On August 17, 2018, Chief Minister N. Chandrababu Naidu stood before an audience at Bombay Stock Exchange and stated that Amaravati’s full development would require an investment of USD 2 to 4 trillion a figure that, converted to rupees, lands somewhere between Rs. 1,66,00,000 crore and Rs. 3,32,00,000 crore. It is by any measure, an astronomical sum and close to India’s entire GDP. It dwarfs the annual budgets of most nations.
Today, the same Chief Minister routinely describes Amaravati as a self-sustaining capital that will not burden the state’s finances. Both statements cannot be true and the people of Andhra Pradesh deserve to know which one is true.

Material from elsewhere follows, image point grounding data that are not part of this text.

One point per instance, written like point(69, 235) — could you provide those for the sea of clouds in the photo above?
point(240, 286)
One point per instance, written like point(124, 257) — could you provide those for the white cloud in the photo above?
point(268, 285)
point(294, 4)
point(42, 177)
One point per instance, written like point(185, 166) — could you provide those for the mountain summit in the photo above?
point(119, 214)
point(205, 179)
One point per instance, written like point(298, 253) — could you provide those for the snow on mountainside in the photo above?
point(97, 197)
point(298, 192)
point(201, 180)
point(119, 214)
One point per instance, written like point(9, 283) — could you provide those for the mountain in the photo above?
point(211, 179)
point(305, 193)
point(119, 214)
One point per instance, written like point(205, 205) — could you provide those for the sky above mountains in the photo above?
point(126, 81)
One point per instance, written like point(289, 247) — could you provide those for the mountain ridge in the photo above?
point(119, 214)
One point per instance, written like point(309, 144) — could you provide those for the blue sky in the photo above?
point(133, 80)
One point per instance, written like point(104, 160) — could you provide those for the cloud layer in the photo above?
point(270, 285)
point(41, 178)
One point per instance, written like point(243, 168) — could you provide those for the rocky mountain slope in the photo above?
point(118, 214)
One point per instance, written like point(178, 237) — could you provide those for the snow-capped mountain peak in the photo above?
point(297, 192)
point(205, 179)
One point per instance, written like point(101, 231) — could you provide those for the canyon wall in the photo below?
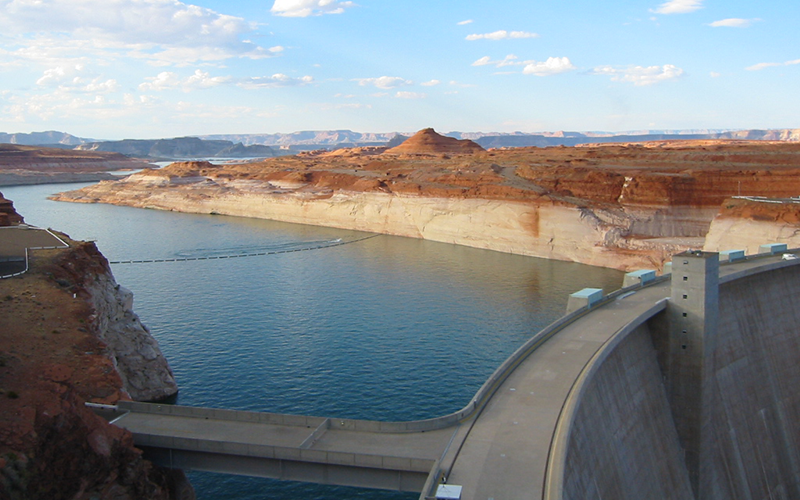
point(556, 231)
point(68, 336)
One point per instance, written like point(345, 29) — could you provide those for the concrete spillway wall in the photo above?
point(622, 440)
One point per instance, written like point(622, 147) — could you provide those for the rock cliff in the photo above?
point(21, 165)
point(623, 206)
point(8, 216)
point(427, 141)
point(68, 336)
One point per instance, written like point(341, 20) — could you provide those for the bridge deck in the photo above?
point(505, 455)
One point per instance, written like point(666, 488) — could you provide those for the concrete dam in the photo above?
point(685, 386)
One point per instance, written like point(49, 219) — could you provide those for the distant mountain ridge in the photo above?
point(266, 145)
point(180, 147)
point(50, 137)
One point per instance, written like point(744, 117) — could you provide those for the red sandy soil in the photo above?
point(51, 362)
point(667, 173)
point(38, 159)
point(8, 215)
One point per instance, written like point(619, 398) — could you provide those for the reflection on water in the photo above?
point(387, 328)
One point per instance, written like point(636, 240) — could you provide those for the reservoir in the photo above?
point(268, 316)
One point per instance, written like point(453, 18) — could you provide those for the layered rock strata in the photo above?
point(68, 336)
point(22, 165)
point(624, 207)
point(8, 216)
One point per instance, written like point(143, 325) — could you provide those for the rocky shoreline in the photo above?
point(68, 335)
point(624, 207)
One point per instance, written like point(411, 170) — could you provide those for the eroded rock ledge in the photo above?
point(621, 206)
point(68, 336)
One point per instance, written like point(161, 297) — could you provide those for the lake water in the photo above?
point(384, 328)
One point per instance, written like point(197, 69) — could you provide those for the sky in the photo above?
point(114, 69)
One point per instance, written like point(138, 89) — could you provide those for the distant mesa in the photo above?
point(427, 141)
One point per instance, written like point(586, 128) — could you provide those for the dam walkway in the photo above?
point(507, 443)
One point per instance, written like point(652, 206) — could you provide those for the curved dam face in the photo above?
point(625, 439)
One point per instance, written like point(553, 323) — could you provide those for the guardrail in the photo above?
point(27, 249)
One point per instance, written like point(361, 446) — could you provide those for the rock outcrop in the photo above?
point(23, 165)
point(8, 216)
point(68, 336)
point(427, 141)
point(623, 206)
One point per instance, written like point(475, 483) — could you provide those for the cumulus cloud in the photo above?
point(274, 81)
point(384, 82)
point(157, 30)
point(679, 7)
point(305, 8)
point(509, 60)
point(76, 79)
point(502, 35)
point(410, 95)
point(733, 23)
point(640, 75)
point(760, 66)
point(167, 80)
point(552, 66)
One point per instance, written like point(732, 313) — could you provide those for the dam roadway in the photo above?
point(510, 442)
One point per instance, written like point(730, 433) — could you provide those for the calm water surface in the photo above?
point(386, 328)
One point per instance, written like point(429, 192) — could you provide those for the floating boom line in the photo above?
point(331, 244)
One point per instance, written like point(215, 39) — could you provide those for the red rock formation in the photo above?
point(427, 141)
point(8, 216)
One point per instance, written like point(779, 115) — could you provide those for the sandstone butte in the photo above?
point(624, 206)
point(67, 336)
point(20, 165)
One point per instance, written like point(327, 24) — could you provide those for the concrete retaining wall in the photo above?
point(622, 441)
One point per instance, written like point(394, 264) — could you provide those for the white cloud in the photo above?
point(733, 23)
point(274, 81)
point(305, 8)
point(76, 79)
point(502, 35)
point(760, 66)
point(640, 75)
point(162, 31)
point(410, 95)
point(679, 7)
point(509, 60)
point(553, 66)
point(384, 82)
point(167, 80)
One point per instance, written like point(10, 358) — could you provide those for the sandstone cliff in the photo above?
point(68, 336)
point(622, 206)
point(427, 141)
point(8, 216)
point(22, 165)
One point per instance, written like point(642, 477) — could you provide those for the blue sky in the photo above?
point(113, 69)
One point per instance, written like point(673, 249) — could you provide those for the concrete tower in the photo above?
point(694, 315)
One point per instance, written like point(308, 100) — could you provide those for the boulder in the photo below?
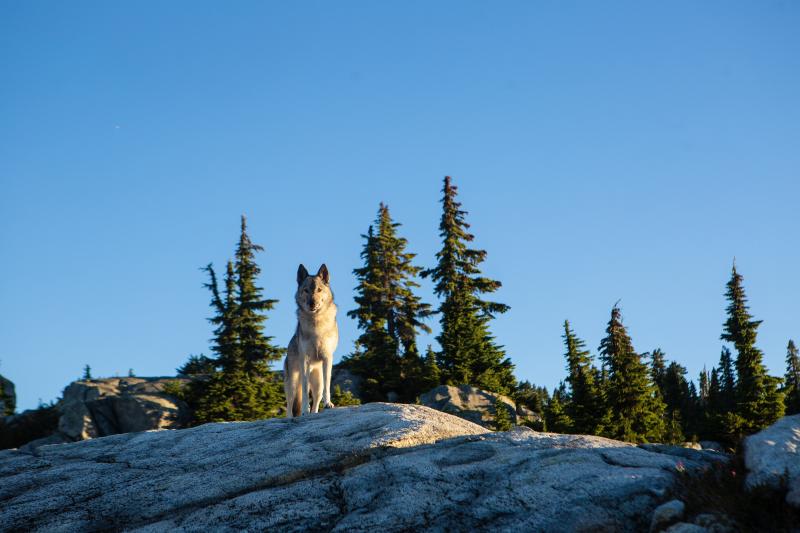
point(8, 397)
point(376, 467)
point(712, 445)
point(527, 415)
point(101, 407)
point(467, 402)
point(667, 514)
point(772, 458)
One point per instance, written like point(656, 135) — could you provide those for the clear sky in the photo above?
point(604, 151)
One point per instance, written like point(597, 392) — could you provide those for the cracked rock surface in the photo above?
point(772, 457)
point(377, 467)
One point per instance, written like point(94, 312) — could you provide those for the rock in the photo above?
point(8, 397)
point(685, 527)
point(714, 523)
point(711, 445)
point(528, 415)
point(467, 402)
point(667, 514)
point(375, 467)
point(772, 458)
point(102, 407)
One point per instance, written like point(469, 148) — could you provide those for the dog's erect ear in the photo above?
point(302, 274)
point(323, 273)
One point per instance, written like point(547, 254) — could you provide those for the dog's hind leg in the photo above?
point(315, 384)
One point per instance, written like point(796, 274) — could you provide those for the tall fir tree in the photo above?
point(257, 348)
point(585, 407)
point(390, 315)
point(727, 382)
point(469, 353)
point(759, 403)
point(637, 411)
point(239, 384)
point(792, 381)
point(678, 401)
point(556, 417)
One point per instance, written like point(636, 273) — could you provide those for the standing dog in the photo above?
point(309, 358)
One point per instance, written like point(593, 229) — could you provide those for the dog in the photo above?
point(309, 357)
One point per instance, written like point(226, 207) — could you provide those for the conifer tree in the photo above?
point(555, 414)
point(792, 382)
point(585, 405)
point(678, 401)
point(237, 384)
point(257, 349)
point(390, 315)
point(658, 368)
point(469, 353)
point(502, 420)
point(636, 408)
point(758, 401)
point(727, 382)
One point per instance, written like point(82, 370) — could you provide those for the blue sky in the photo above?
point(605, 151)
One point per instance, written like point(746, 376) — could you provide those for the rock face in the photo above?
point(8, 396)
point(102, 407)
point(376, 467)
point(772, 458)
point(467, 402)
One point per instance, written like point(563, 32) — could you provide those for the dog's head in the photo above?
point(313, 292)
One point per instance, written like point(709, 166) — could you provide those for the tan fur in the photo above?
point(309, 358)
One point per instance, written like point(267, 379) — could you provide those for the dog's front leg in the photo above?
point(304, 380)
point(327, 370)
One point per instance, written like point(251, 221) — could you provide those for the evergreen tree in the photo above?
point(256, 348)
point(533, 397)
point(677, 398)
point(727, 382)
point(389, 314)
point(469, 353)
point(792, 383)
point(585, 405)
point(502, 419)
point(197, 365)
point(658, 368)
point(343, 399)
point(758, 401)
point(237, 384)
point(555, 414)
point(636, 408)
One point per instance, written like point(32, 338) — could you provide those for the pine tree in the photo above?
point(389, 313)
point(237, 384)
point(502, 419)
point(792, 383)
point(658, 368)
point(675, 392)
point(257, 349)
point(585, 405)
point(341, 398)
point(636, 408)
point(469, 353)
point(758, 401)
point(727, 382)
point(555, 414)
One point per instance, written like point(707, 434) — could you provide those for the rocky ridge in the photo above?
point(387, 467)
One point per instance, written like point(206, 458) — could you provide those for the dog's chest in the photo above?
point(313, 344)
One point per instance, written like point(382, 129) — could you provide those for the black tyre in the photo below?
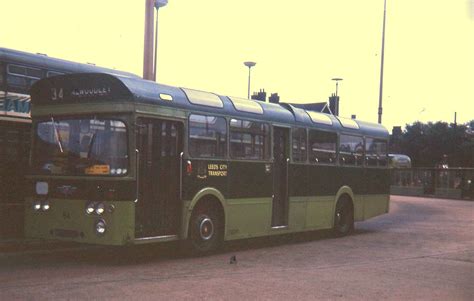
point(205, 229)
point(343, 217)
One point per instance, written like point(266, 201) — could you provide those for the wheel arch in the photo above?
point(344, 192)
point(208, 194)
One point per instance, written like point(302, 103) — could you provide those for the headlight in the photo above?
point(36, 205)
point(45, 206)
point(100, 227)
point(90, 208)
point(100, 208)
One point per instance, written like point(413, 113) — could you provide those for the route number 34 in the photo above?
point(57, 94)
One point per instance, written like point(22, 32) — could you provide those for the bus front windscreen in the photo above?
point(80, 147)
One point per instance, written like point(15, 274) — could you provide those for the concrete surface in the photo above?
point(422, 249)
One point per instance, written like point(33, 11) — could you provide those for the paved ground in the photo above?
point(423, 249)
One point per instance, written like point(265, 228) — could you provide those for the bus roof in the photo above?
point(92, 87)
point(54, 64)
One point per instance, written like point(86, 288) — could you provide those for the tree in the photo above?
point(427, 144)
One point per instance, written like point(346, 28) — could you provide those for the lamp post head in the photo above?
point(250, 64)
point(160, 3)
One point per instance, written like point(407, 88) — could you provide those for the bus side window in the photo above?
point(249, 140)
point(322, 147)
point(351, 150)
point(299, 145)
point(2, 71)
point(376, 152)
point(207, 136)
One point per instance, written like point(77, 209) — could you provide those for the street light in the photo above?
point(158, 4)
point(381, 62)
point(250, 65)
point(337, 80)
point(336, 109)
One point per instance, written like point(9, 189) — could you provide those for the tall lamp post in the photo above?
point(337, 80)
point(381, 62)
point(158, 4)
point(250, 65)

The state government is already bearing significant direct costs like CRDA’s infrastructure expenditure, annuity payments to land-pooling farmers, administrative machinery, international consultancy fees, and judicial costs from the multiple litigations surrounding the project, which are recurring and growing obligations. Now with a second phase of land pooling now on the table, land prices that have risen sharply since 2015, the government’s direct financial exposure is expanding precisely as the state carries one of the highest fiscal deficits among Indian states 4.4% to 5% of GSDP, exceeding FRBM fiscal target of 4%.
The question is not whether Amaravati is a worthy vision. Cities of ambition have always required investment. The question is whether the state’s finances can sustain this vision at this pace, at this scale, and at this moment and whether State is being dragged in to Debt Trap.